Temporary Tables and Table Variables in Microsoft SQL Server 2008 T-SQL Programming
- 9/23/2009
Summary Exercises
This section will introduce three scenarios in which you need to work with temporary objects. Based on the knowledge you’ve acquired in this chapter, you need to implement a solution with the appropriate temporary object type.
The scenarios involve querying Customers and Orders tables. To test the logical correctness of your solutions, use the Sales.Customers and Sales.Orders tables in the InsideTSQL2008 sample database. To test the performance of your solutions, use the tables that you create and populate in tempdb by running the code in Example 7-1.

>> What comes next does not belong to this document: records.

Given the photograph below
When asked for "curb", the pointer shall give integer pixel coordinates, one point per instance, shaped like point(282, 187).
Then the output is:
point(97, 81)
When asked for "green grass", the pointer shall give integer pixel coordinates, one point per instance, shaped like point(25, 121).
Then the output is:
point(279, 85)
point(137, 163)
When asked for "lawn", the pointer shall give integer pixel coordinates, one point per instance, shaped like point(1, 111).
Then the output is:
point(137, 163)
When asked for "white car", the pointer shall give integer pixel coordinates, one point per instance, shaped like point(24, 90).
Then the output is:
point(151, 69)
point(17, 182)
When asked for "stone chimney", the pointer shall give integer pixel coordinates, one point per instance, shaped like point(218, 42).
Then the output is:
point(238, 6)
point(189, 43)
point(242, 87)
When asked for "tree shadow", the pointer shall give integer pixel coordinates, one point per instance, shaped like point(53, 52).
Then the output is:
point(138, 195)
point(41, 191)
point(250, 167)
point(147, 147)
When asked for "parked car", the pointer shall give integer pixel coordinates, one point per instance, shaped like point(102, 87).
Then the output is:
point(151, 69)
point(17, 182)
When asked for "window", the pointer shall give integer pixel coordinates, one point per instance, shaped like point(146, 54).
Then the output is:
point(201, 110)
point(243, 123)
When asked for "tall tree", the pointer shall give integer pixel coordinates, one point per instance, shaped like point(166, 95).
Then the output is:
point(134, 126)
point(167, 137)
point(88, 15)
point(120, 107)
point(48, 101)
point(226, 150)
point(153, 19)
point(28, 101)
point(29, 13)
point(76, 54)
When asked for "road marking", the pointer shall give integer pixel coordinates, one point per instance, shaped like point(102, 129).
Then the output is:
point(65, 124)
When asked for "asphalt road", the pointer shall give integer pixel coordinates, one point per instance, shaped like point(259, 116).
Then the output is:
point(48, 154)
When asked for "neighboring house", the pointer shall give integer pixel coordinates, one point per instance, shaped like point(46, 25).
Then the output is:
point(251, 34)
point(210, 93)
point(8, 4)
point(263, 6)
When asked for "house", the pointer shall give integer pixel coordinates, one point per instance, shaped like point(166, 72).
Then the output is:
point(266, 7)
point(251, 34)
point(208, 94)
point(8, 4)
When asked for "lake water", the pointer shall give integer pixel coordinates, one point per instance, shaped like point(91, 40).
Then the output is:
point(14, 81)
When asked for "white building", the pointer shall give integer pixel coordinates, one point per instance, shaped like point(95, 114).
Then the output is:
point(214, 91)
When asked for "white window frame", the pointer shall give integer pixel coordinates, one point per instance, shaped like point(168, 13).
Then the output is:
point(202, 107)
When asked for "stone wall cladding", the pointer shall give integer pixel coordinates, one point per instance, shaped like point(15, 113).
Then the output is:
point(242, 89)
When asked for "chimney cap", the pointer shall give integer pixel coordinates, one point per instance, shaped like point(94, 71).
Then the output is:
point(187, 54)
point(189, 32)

Example 7-1. Code that creates large tables for summary exercises
SET NOCOUNT ON; USE tempdb; IF SCHEMA_ID('Sales') IS NULL EXEC('CREATE SCHEMA Sales'); IF OBJECT_ID('Sales.Customers', 'U') IS NOT NULL DROP TABLE Sales.Customers; IF OBJECT_ID('Sales.Orders', 'U') IS NOT NULL DROP TABLE Sales.Orders; GO SELECT n AS custid INTO Sales.Customers FROM dbo.Nums WHERE n <= 10000; ALTER TABLE Sales.Customers ADD PRIMARY KEY(custid); SELECT n AS orderid, DATEADD(day, ABS(CHECKSUM(NEWID())) % (4*365), '20060101') AS orderdate, 1 + ABS(CHECKSUM(NEWID())) % 10000 AS custid, 1 + ABS(CHECKSUM(NEWID())) % 40 AS empid, CAST('a' AS CHAR(200)) AS filler INTO Sales.Orders FROM dbo.Nums WHERE n <= 1000000; ALTER TABLE Sales.Orders ADD PRIMARY KEY(orderid); CREATE INDEX idx_cid_eid ON Sales.Orders(custid, empid);
Comparing Periods
The first exercise involves multiple references to the same intermediate result set of a query. The task is to query the Orders table, and return for each order year the number of orders placed that year, and the difference from the number of orders placed in the previous year. Here’s the desired output when you run your solution against InsideTSQL2008:
orderyear numorders diff ----------- ----------- ----------- 2006 152 NULL 2007 408 256 2008 270 -138
You could use a table expression representing yearly counts of orders, and join two instances of the table expression to match to each current year the previous year, so that you can calculate the difference. Here’s an example for implementing such an approach using a CTE:
SET STATISTICS IO ON; WITH YearlyCounts AS ( SELECT YEAR(orderdate) AS orderyear, COUNT(*) AS numorders FROM Sales.Orders GROUP BY YEAR(orderdate) ) SELECT C.orderyear, C.numorders, C.numorders - P.numorders AS diff FROM YearlyCounts AS C LEFT OUTER JOIN YearlyCounts AS P ON C.orderyear = P.orderyear + 1;
Remember that a table expression is nothing but a reflection of the underlying tables. When you query two occurrences of the YearlyCounts CTE, both get expanded behind the scenes. All the work of scanning the data and aggregating it happens twice. You can see this clearly in the query’s execution plan shown in Figure 7-4.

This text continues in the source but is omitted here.